Dolaşım sisteminde yer alan, hücre sayısının artması ve yerine getirdiği çok sayıda yenilikle birlikte vücudu fonksiyonlarını olumsuz yönde etkileyen her durum kan hastalıklarına neden olabilir. Örneğin eritrosit olarak adlandırılan kırmızı kan hücrelerinin sayısının azalması ve buna sebep olarak kanda taşınan oksijen miktarında azalmayla birlikte anemi ( kansızlık ) olarak bilinen kan hastalığına sebep olabilir. Hücre sayısının azalmasına neden olan durumların başlıcası beslenme yetersizliğidir. Bu gibi hücreler kemik ilikten üretilebilmesi için gerekli olan folik asit ve B12 vb bazı vitaminlerin eksikleri halinde anemi tablosu oluşabilir. Eritrositlerin içerisindeki hemoglobin isimlendirilen demir içeren protein yapısı; akciğer, kalp ve dokular arasında oksijenin taşınmasıyla birlikte görev alır. Bu nedenle beslenme ile vücuda yeterli sayıda demir alınmaması halinde hemoglobin üretilemez ve kansızlık meydana gelir. Hemoglobin için bir diğer kan hastalığı da talasemide ise sorunun kaynağını anormal yapıda üretilen hemoglobin molekülü oluşturur. Hemoglobin üretimiyle genlerdeki mutasyonla birlikte talasemi hastalığı ailesel drive gösteren genetik hastalıklar arasında yer alır.

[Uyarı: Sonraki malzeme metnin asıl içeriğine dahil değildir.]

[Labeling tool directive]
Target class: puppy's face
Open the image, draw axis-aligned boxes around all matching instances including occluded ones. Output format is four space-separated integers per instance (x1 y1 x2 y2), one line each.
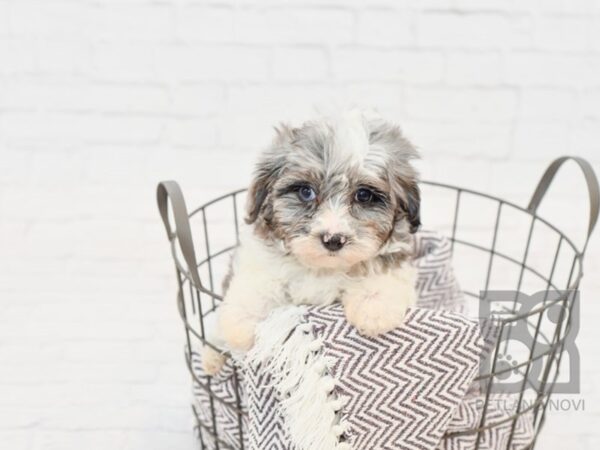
246 110 420 271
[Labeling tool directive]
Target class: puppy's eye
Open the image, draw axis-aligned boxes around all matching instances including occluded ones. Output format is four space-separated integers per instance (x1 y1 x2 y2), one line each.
355 188 374 203
298 185 317 202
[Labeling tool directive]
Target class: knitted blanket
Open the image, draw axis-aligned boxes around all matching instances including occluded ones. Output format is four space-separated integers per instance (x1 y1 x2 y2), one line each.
191 231 534 450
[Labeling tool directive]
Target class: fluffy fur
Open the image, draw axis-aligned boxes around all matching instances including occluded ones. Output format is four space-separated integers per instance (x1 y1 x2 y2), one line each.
203 109 420 374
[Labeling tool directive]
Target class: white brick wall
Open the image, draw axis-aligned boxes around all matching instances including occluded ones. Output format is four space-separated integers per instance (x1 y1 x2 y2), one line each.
0 1 599 449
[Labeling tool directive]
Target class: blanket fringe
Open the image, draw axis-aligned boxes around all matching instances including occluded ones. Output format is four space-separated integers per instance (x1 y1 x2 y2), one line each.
245 306 351 450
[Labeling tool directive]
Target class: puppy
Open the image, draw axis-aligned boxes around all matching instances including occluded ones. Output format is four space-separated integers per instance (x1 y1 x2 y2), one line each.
202 110 420 375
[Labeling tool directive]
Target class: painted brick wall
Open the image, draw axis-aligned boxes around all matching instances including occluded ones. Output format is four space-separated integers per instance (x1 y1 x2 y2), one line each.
0 1 599 449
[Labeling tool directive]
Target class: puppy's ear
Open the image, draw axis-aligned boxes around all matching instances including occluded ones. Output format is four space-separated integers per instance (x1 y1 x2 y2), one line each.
245 170 270 224
245 125 293 224
404 182 421 233
367 115 420 235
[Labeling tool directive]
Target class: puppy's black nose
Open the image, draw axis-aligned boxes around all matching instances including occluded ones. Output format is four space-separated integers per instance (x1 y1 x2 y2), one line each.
321 233 346 251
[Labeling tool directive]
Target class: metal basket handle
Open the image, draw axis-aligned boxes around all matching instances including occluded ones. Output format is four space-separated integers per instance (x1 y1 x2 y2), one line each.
157 180 203 289
527 156 599 253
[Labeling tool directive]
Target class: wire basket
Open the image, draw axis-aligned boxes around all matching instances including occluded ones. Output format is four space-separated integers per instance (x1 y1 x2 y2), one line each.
157 156 598 450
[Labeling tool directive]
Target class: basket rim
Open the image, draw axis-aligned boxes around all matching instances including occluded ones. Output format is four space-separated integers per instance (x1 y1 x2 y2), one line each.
172 180 584 299
187 181 584 258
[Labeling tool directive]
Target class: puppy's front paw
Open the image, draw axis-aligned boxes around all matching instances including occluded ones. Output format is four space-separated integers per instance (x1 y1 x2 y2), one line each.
343 267 417 337
222 323 256 352
201 345 226 376
218 303 258 352
344 291 409 337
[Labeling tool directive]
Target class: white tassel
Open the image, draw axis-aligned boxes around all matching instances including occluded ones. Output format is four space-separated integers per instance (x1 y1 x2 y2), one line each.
244 305 351 450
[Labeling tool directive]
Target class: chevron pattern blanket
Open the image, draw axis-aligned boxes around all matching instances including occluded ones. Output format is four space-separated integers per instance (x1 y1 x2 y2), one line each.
191 231 535 450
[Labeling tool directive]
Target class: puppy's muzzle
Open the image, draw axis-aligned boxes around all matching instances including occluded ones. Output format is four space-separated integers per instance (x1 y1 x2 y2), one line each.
320 233 347 252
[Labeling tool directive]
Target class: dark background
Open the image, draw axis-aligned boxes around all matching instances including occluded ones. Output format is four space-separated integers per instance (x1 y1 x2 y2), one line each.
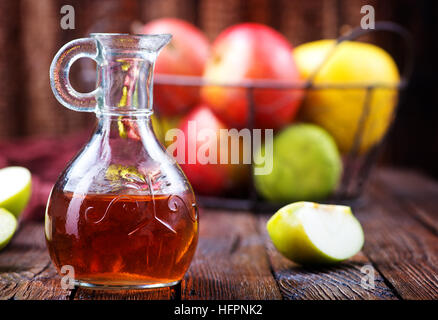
0 0 437 178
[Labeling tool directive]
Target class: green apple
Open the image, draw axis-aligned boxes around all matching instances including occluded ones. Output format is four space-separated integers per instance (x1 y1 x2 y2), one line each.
254 123 342 202
0 208 18 250
0 166 32 218
267 201 364 265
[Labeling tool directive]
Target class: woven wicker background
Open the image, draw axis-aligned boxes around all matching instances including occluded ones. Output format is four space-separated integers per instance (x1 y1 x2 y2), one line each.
0 0 436 176
0 0 396 138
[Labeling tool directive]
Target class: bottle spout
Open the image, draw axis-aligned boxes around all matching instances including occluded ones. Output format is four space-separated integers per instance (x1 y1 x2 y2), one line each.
91 33 172 55
143 33 172 53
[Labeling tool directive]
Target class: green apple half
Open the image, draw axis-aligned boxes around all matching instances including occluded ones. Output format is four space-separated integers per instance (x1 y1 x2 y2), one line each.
0 208 17 250
267 202 364 265
0 166 32 218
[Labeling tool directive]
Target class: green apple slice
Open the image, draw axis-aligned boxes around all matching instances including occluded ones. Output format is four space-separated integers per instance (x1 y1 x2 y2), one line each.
267 201 364 265
0 208 18 250
0 166 32 218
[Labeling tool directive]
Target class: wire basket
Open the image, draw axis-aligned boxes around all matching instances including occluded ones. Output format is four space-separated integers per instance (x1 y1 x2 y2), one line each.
156 22 413 212
152 22 414 212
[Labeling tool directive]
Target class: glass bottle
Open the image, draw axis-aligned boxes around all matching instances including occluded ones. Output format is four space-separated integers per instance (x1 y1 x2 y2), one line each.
46 33 198 289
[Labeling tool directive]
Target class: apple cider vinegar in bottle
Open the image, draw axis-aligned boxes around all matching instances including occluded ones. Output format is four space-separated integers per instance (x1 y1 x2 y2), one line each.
46 34 198 289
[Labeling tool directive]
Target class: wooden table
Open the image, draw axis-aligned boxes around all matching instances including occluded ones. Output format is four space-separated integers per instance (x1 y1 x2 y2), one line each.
0 168 437 300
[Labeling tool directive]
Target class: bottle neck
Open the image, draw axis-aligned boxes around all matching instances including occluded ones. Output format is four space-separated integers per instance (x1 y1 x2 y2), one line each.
96 56 155 115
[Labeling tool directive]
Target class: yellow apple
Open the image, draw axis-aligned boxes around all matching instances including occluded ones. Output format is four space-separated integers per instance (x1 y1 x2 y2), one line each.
294 40 400 154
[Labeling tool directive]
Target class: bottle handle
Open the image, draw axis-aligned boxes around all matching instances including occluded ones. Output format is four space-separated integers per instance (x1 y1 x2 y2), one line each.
49 38 99 112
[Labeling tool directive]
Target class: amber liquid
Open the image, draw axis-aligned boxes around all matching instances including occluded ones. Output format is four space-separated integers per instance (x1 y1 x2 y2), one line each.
45 189 198 287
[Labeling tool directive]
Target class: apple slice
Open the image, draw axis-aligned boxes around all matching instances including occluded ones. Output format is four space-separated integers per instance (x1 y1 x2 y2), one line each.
0 166 32 218
0 208 17 250
267 201 364 265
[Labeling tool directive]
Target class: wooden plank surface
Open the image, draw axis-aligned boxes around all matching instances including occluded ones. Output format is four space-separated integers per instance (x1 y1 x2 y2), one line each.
258 216 397 300
354 170 438 300
0 168 437 300
181 210 282 300
374 169 438 235
0 223 71 300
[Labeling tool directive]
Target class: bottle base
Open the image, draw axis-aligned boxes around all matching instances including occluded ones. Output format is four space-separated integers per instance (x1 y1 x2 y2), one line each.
74 279 180 290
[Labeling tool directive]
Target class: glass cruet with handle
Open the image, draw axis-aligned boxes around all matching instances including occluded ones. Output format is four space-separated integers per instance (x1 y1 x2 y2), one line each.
46 33 198 289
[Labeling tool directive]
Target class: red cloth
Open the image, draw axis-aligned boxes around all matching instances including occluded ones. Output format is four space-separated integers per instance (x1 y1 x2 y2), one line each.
0 132 90 221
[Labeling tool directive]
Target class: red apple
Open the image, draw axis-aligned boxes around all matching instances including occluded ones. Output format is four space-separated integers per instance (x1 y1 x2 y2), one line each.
140 18 210 116
172 105 248 196
201 23 303 129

Trombosit Sayısının Azalması Risklidir
Birçok DNA mutasyonları sonucunda kemik ilğinde çok sayıda kırmızı kan hücresi (eritrosit) üretimiyle son bulabilir. Vera olarak adlandırılan, kanın akıcılığını azaltırken, pıhtılaşmaya karşı da yatkındır. Pıhtılaşma ile ilgili sorunlara sebep olan kan hastalıkları, bu nedenle de hücreleri trombositler oluşturur. Trombosit sayısının düştüğü durumlarda küçük travmalarda bile pıhtılaşmanın gecikmesi nedeniyle yüksek dozlu kanamalar görülebilir. Bununla birlikte trombosit sayısının azalması, kişiyi iç kanama açısından da riskli duruma sokabilir. Trombosit sayısında azalması dışında hücrelerin pıhıtılaşma görevlerini yerine getirebilmesi için bazı proteinlerin eksikliği hemofili olarak adlandırılan kan hastalığı meydana gelir. Kanamaya yatkın olarak seyreden hemofili hastalığı talasemi hastalığı ya da yukarıda olması durumunda da ıhtılaşmaya karşı yatkınlık oluşur. Büyük damalarda oluşabilecek pıhtılar, kalp ve beyin gibi kan dolaşımını engelleyerek inme ya da kalp krizi gibi durumlar ile sonuçlanabilir
Aşırı Terleme, Lenf Bezlerinde Büyüme Lösemi Belirtisi Olabilir
Bağışıklık sisteminin en önemli parçalarından bir tanesi de beyaz kan hücrelerinin sayısının azaldığı durumlarda vücut direncini düşürür ve enfeksiyon hastalıklarına yatkınlık artar. Kemik iliğini etkileyen çeşitli hastalıklar arasında dalağın aşırı derecede kullanımı sonrası ya da emoterapi tedavisi sürecinin sonucunda lökopeni olarak adlandırılan beyaz kan hücre sayısının azalması meydana gelebilir. Lökosit sayısının normalin aşırı üstüne çıkması durumunda ise ösemi olarak adlandırılan kan kanseri hastalığında görülebilir. Fakat lösemide kemik iliğinde sürekli bölünerek sayıları normalin çok üstüne çıkan beyaz kan hücreleri tam olarak fonksiyon gösteremez. Özellikle geceleri meydana gelen aşırı terleme ve boyun veya koltuk altı bölgesindeki lenf bezlerinde meydana gelen büyümenin, kişide lösemi varlığına dair ileri araştırmalar gerektiren bulgularlardır.